Scientific Understanding of Consciousness
Consciousness as an Emergent Property of Thalamocortical Activity

Perception of Speech



Nature 485, 233–236  (10 May 2012)

Selective cortical representation of attended speaker in multi-talker speech perception

Departments of Neurological Surgery and Physiology, UCSF Center for Integrative Neuroscience, University of California, San Francisco, California 94143, USA

Nima Mesgarani & Edward F. Chang


Humans possess a remarkable ability to attend to a single speaker’s voice in a multi-talker background. How the auditory system manages to extract intelligible speech under such acoustically complex and adverse listening conditions is not known, and, indeed, it is not clear how attended speech is internally represented. Here, using multi-electrode surface recordings from the cortex of subjects engaged in a listening task with two simultaneous speakers, we demonstrate that population responses in non-primary human auditory cortex encode critical features of attended speech: speech spectrograms reconstructed based on cortical responses to the mixture of speakers reveal the salient spectral and temporal features of the attended speaker, as if subjects were listening to that speaker alone. A simple classifier trained solely on examples of single speakers can decode both attended words and speaker identity. We find that task performance is well predicted by a rapid increase in attention-modulated neural selectivity across both single-electrode and population-level cortical responses. These findings demonstrate that the cortical representation of speech does not merely reflect the external acoustic environment, but instead gives rise to the perceptual aspects relevant for the listener’s intended goal.

Separating out a speaker of interest from other speakers in a noisy, crowded environment is a perceptual feat that we perform routinely. The ease with which we hear under these conditions belies the intrinsic complexity of this process, known as the cocktail party problem: concurrent complex sounds, which are completely mixed upon entering the ear, are re-segregated and selected from within the auditory system. The resulting percept is that we selectively attend to the desired speaker while tuning out the others.

Although previous studies have described neural correlates of masking and selective attention to speech, fundamental questions remain unanswered regarding the precise nature of speech representation at the juncture where competing signals are resolved. In particular, when attending to a speaker within a mixture, it is unclear what key aspects (for example, spectrotemporal profile, spoken words and speaker identity) are represented in the auditory system and how they compare to representations of that speaker alone; how rapidly a selective neural representation builds up when one attends to a specific speaker; and whether breakdowns in these processes can explain distinct perceptual failures, such as the inability to hear the correct words, or follow the intended speaker.
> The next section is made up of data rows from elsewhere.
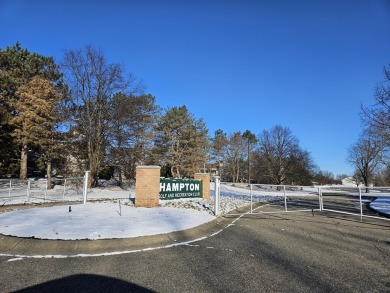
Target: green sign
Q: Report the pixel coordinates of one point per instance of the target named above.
(180, 188)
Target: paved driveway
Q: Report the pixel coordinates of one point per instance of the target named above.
(298, 252)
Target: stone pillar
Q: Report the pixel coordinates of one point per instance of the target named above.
(205, 177)
(147, 186)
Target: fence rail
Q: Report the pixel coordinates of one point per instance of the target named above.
(15, 191)
(357, 201)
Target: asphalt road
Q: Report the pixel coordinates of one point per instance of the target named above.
(296, 252)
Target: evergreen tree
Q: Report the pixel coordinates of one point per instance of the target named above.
(35, 119)
(18, 68)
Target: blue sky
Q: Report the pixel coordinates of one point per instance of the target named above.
(306, 65)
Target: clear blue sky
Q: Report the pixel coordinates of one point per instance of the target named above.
(306, 65)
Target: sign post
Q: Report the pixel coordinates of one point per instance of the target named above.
(217, 190)
(85, 191)
(180, 188)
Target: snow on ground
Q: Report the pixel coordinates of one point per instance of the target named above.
(110, 212)
(98, 221)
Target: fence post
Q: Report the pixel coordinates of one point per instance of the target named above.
(64, 189)
(251, 198)
(28, 189)
(85, 187)
(285, 198)
(319, 198)
(361, 204)
(10, 188)
(217, 190)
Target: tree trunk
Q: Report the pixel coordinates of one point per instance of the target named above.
(23, 163)
(48, 174)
To answer these questions, we recorded cortical activity from human subjects implanted with customized high-density multi-electrode arrays as part of their clinical work-up for epilepsy surgery. Although limited to this clinical setting, these recordings provide simultaneous high spatial and temporal resolution while sampling the population neural activity from the non-primary auditory speech cortex in the posterior superior temporal lobe. We focused our analysis on high gamma (75–150Hz) local field potentials, which have been found to correlate well with the tuning of multi-unit spike recordings. In humans, the posterior superior temporal gyrus has been heavily implicated in speech perception, and is anatomically defined as the lateral parabelt auditory cortex (including Brodmann areas 41, 42 and 22).

In summary, we demonstrate that the human auditory system restores the representation of the attended speaker while suppressing irrelevant competing speech. Speech restoration occurs at a level where neural responses still show precise phase-locking to spectrotemporal features of speech. Population responses revealed the emergent representation of speech extracted from a mixture, including the moment-by-moment allocation of attentional focus.

These results have implications for models of auditory scene analysis. In agreement with recent studies, the cortical representation of speech in the posterior temporal lobe does not merely reflect the acoustical properties of the stimulus, but instead relates strongly to the perceived aspects of speech. Although the exact mechanisms are not fully known, multiple processes in addition to attention are likely to enable this high-order auditory processing, including grouping of predictable regularities in speech acoustics, feature binding and phonemic restoration. Conversely, behavioural errors seem to result from degradation of the neural representation, a direct result of inherent sensory interference such as energetic masking and/or the allocation of attention.

In speech, the end result represented in the posterior temporal lobe appears to be unaffected by perceptually irrelevant sounds, which is ideal for subsequent linguistic and cognitive processing. Following one speaker in the presence of another can be trivial for a normal human listener, but remains a major challenge for state-of-the-art automatic speech recognition algorithms. Understanding how the brain solves this problem may inspire more efficient and generalizable solutions than current engineering approaches. It will also shed light on how these processes become impaired during ageing and in disorders of speech perception in real-world hearing conditions.